Au 16e siècle, Le Landeron est le chef-lieu d’une des quatre châtellenies du comté et jouit d’une relative autonomie politique et judiciaire. Assisté de douze notables issus de la bourgeoisie, le Châtelain, qui représente le pouvoir comtal et qui gère les aspects judiciaires et administratifs, rend la justice ordinaire pour le compte du seigneur à l’Hôtel de Ville, dont la construction commence vers 1450. Au fil du temps, le bâtiment de l’Hôtel de Ville remplira plusieurs autres fonctions : salle de justice, chapelle, four banal, salles de réception, grenier et encore dépôt de poudre à canon.
Une femme vêtue de rouge, un enfant agrippé à son cou, est agenouillée et tournée vers la droite. L’enfant est retenu au niveau du bras par un personnage armé et habillé en vert qui se tient derrière la femme. Un autre enfant, mort, gît à terre. A droite un personnage assis sur un siège avec une peau de lion, manie un sceptre et donne des ordres. A gauche enfin, un personnage en jaune regarde la scène.
La peinture est partiellement détruite : il ne reste en effet que la partie inférieure qui est relativement bien conservée. Cette fracture s’explique par un probable changement de décor mobilier de la salle: un élément en bois aurait caché la partie inférieure de la peinture, la protégeant, alors que la partie supérieure semble avoir été entièrement grattée. Cette hypothèse est créditée par la présence de chevilles en bois dans la partie détériorée.
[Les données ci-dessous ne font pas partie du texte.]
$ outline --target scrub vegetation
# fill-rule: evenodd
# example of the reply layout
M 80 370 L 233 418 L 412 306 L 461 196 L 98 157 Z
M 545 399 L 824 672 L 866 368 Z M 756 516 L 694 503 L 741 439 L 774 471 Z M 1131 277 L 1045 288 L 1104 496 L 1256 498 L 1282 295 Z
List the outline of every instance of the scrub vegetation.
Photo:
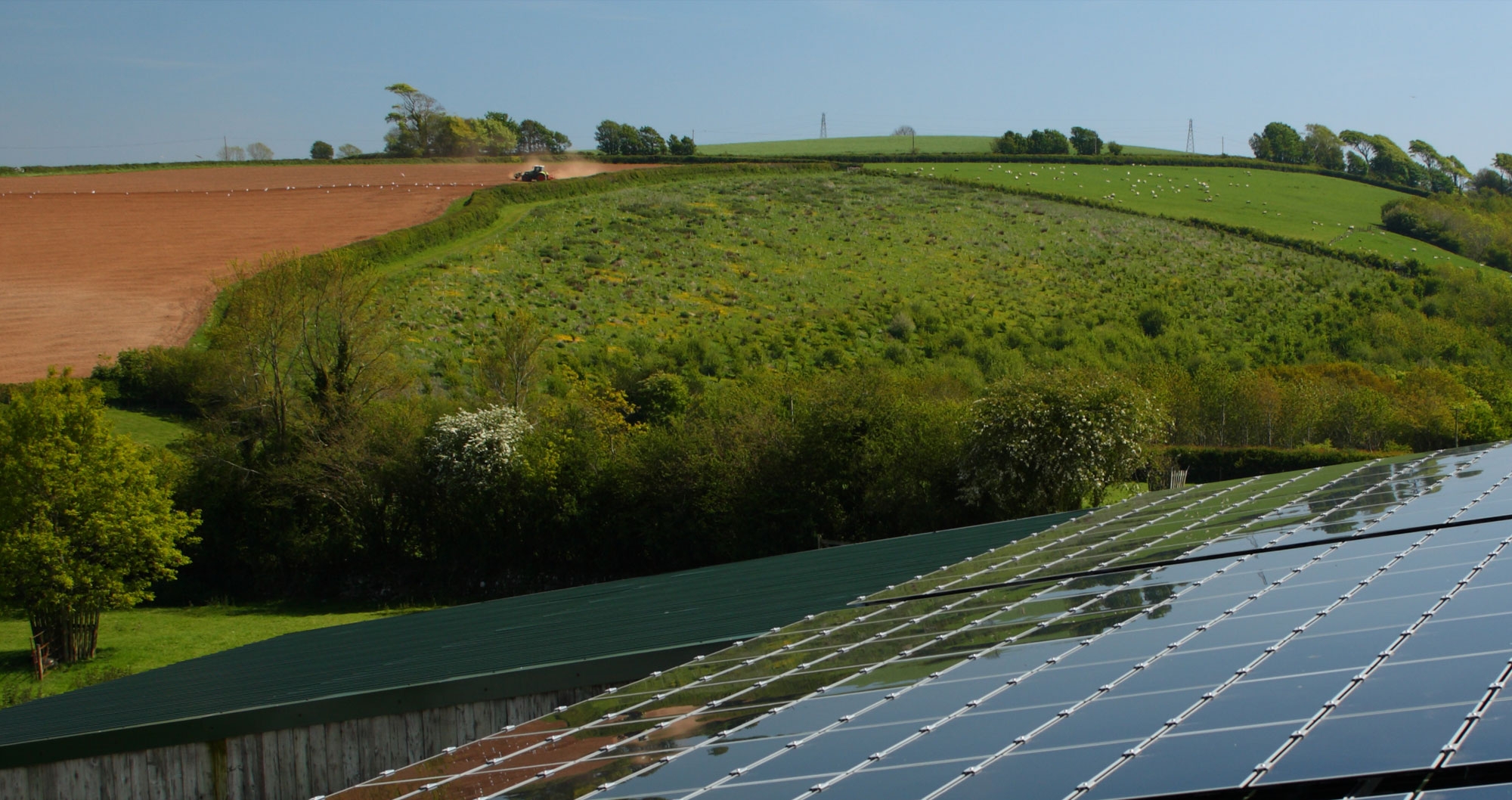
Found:
M 497 596 L 1064 508 L 1131 467 L 1228 469 L 1214 448 L 1287 469 L 1509 429 L 1500 272 L 1329 257 L 1290 228 L 1278 242 L 1308 247 L 980 169 L 513 186 L 271 256 L 206 349 L 97 374 L 197 417 L 174 448 L 204 541 L 163 597 Z M 1300 213 L 1335 200 L 1317 197 Z M 1077 436 L 1123 443 L 1117 463 L 981 446 L 1087 396 L 1110 413 Z M 1081 488 L 1046 490 L 1064 481 Z

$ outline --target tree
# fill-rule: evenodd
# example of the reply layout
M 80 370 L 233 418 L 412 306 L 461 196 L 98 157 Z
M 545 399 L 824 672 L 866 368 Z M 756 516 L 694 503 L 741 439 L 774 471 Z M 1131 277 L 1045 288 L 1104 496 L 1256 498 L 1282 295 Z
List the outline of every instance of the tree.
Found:
M 1015 514 L 1080 508 L 1145 463 L 1163 416 L 1139 387 L 1087 372 L 1004 381 L 966 422 L 963 499 Z
M 508 115 L 505 115 L 508 116 Z M 520 147 L 520 135 L 500 119 L 484 116 L 472 119 L 484 156 L 508 156 Z
M 599 151 L 605 156 L 621 156 L 629 142 L 626 142 L 624 127 L 614 119 L 605 119 L 599 122 L 599 127 L 593 132 L 593 141 L 599 144 Z
M 1495 166 L 1507 180 L 1512 180 L 1512 153 L 1497 153 L 1491 160 L 1491 166 Z
M 668 144 L 676 141 L 662 141 L 661 133 L 650 126 L 637 129 L 614 119 L 599 122 L 593 139 L 599 144 L 599 151 L 606 156 L 661 156 L 667 153 Z
M 1089 132 L 1096 136 L 1096 132 Z M 1101 145 L 1101 142 L 1099 142 Z M 992 151 L 1007 156 L 1030 153 L 1036 156 L 1064 156 L 1070 153 L 1070 141 L 1058 130 L 1033 130 L 1028 136 L 1004 132 L 992 141 Z
M 992 151 L 1002 153 L 1004 156 L 1018 156 L 1030 151 L 1030 141 L 1022 133 L 1005 130 L 1002 136 L 992 141 Z
M 482 389 L 503 402 L 525 407 L 535 383 L 537 354 L 550 339 L 526 310 L 493 315 L 494 343 L 478 348 L 478 372 Z
M 399 98 L 384 116 L 384 121 L 393 122 L 393 129 L 386 136 L 389 153 L 395 156 L 434 156 L 435 141 L 445 127 L 446 109 L 434 97 L 408 83 L 393 83 L 384 86 L 384 91 L 393 92 Z
M 1512 180 L 1506 175 L 1497 172 L 1495 169 L 1479 169 L 1476 175 L 1470 178 L 1470 188 L 1477 192 L 1495 192 L 1498 195 L 1512 195 Z
M 1077 151 L 1078 156 L 1098 156 L 1102 153 L 1102 138 L 1098 132 L 1084 127 L 1070 129 L 1070 148 Z
M 572 139 L 567 135 L 552 130 L 535 119 L 525 119 L 520 122 L 520 144 L 516 148 L 522 156 L 531 153 L 550 153 L 559 156 L 572 147 Z
M 189 560 L 200 514 L 163 466 L 110 433 L 104 395 L 48 374 L 0 405 L 0 603 L 64 662 L 94 656 L 100 611 L 153 599 Z
M 1470 181 L 1470 169 L 1455 156 L 1442 156 L 1423 139 L 1408 142 L 1408 153 L 1429 171 L 1430 189 L 1435 192 L 1459 191 Z
M 1028 145 L 1027 151 L 1037 156 L 1064 156 L 1070 153 L 1070 141 L 1066 139 L 1064 133 L 1052 129 L 1030 132 Z
M 1374 178 L 1405 183 L 1408 186 L 1417 184 L 1414 171 L 1421 171 L 1421 168 L 1412 163 L 1412 159 L 1387 136 L 1359 130 L 1341 130 L 1338 138 L 1356 156 L 1353 162 L 1347 156 L 1344 159 L 1346 169 L 1350 172 L 1356 172 L 1356 169 L 1361 169 L 1359 165 L 1364 165 L 1364 171 L 1356 174 L 1368 174 Z
M 1266 130 L 1249 138 L 1249 148 L 1259 160 L 1276 163 L 1308 163 L 1312 153 L 1297 130 L 1285 122 L 1270 122 Z
M 1344 145 L 1332 130 L 1315 122 L 1306 126 L 1303 130 L 1308 135 L 1303 136 L 1302 144 L 1311 154 L 1312 163 L 1323 169 L 1344 169 Z

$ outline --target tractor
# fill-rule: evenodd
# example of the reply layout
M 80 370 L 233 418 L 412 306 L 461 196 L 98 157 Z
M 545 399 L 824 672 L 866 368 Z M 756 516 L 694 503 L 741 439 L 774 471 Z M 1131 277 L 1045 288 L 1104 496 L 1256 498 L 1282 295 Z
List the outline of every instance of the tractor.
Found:
M 552 174 L 547 172 L 544 166 L 537 163 L 535 166 L 526 169 L 525 172 L 516 172 L 514 180 L 523 180 L 525 183 L 537 180 L 552 180 Z

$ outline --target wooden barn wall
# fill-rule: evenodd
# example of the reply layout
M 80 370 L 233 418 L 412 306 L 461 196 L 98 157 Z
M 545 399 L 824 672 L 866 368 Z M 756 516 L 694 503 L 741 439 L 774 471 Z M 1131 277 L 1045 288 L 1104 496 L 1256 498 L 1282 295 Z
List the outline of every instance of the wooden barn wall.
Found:
M 0 770 L 0 800 L 305 800 L 599 691 L 526 694 Z

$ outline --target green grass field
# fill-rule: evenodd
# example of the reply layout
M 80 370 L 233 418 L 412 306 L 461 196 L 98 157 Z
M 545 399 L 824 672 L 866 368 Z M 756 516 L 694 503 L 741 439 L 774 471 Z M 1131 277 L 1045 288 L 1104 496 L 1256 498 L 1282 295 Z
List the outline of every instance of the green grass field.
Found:
M 163 448 L 189 433 L 189 428 L 172 419 L 142 411 L 106 408 L 104 417 L 115 428 L 115 433 L 129 436 L 139 445 L 151 445 L 154 448 Z
M 868 169 L 918 172 L 984 184 L 1057 192 L 1175 218 L 1198 216 L 1390 259 L 1476 266 L 1426 242 L 1380 230 L 1380 206 L 1405 197 L 1352 180 L 1231 166 L 1084 166 L 1036 163 L 891 163 Z
M 1015 363 L 1332 360 L 1329 337 L 1379 313 L 1415 328 L 1362 345 L 1359 360 L 1406 367 L 1444 337 L 1483 336 L 1420 322 L 1411 281 L 1390 272 L 885 175 L 623 189 L 535 206 L 469 242 L 389 274 L 402 349 L 438 387 L 467 381 L 490 316 L 511 307 L 537 315 L 579 367 L 673 360 L 709 377 L 868 358 L 959 363 L 978 381 Z M 1145 336 L 1136 318 L 1149 305 L 1179 325 Z
M 780 142 L 732 142 L 699 145 L 700 156 L 869 156 L 909 153 L 992 153 L 992 136 L 836 136 L 832 139 L 789 139 Z M 912 142 L 912 144 L 910 144 Z M 1128 154 L 1181 154 L 1157 147 L 1125 147 Z
M 321 609 L 281 605 L 135 608 L 100 616 L 94 661 L 32 674 L 30 626 L 0 616 L 0 706 L 59 694 L 177 661 L 240 647 L 280 634 L 372 620 L 414 609 Z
Cette peinture murale représente le récit du Jugement de Salomon, tiré du premier Livre des Rois dans l’Ancien Testament. L’histoire qui y est racontée concerne le différend qui oppose deux femmes se disputant un enfant vivant. Pour régler le litige, le roi ordonne de couper l’enfant vivant en deux et d’en donner une moitié à chacune. L’une accepte mais l’autre préfère renoncer à l’enfant plutôt que de le voir sacrifié. En elle, Salomon reconnait la vraie mère et lui fait remettre le nourrisson. La lisibilité immédiate de ce programme iconographique est en totale adéquation avec la fonction de la salle : proverbiale, la sagesse du roi doit rappeler aux juges l’un des thèmes majeurs de la justice. Non seulement cette peinture exprime par l’image et sa symbolique, l’activité juridique dans l’entre-de-deux lacs durant le bas Moyen Age, mais elle s’inscrit dans une tradition décorative des hôtels de ville en Suisse au 16e siècle.
Bartolini, Lionel, Une résistance à la Réforme dans le pays de Neuchâtel. Le Landeron et sa région (1530-1562), Neuchâtel : Editions Alphil, 2006.
La Sainte Bible, Alliance biblique universelle, Genève 1988 : premier livre des Rois (3, 16-28).
Pradervand, Brigitte, Schätti, Nicolas, « Sculptures et peintures monumentales au landeron (XVe-XVIIe siècles) », in : Le Landeron.Histoires d’une Ville, Hauterive : Editions Gilles Attinger, 2001, pp. 43-60.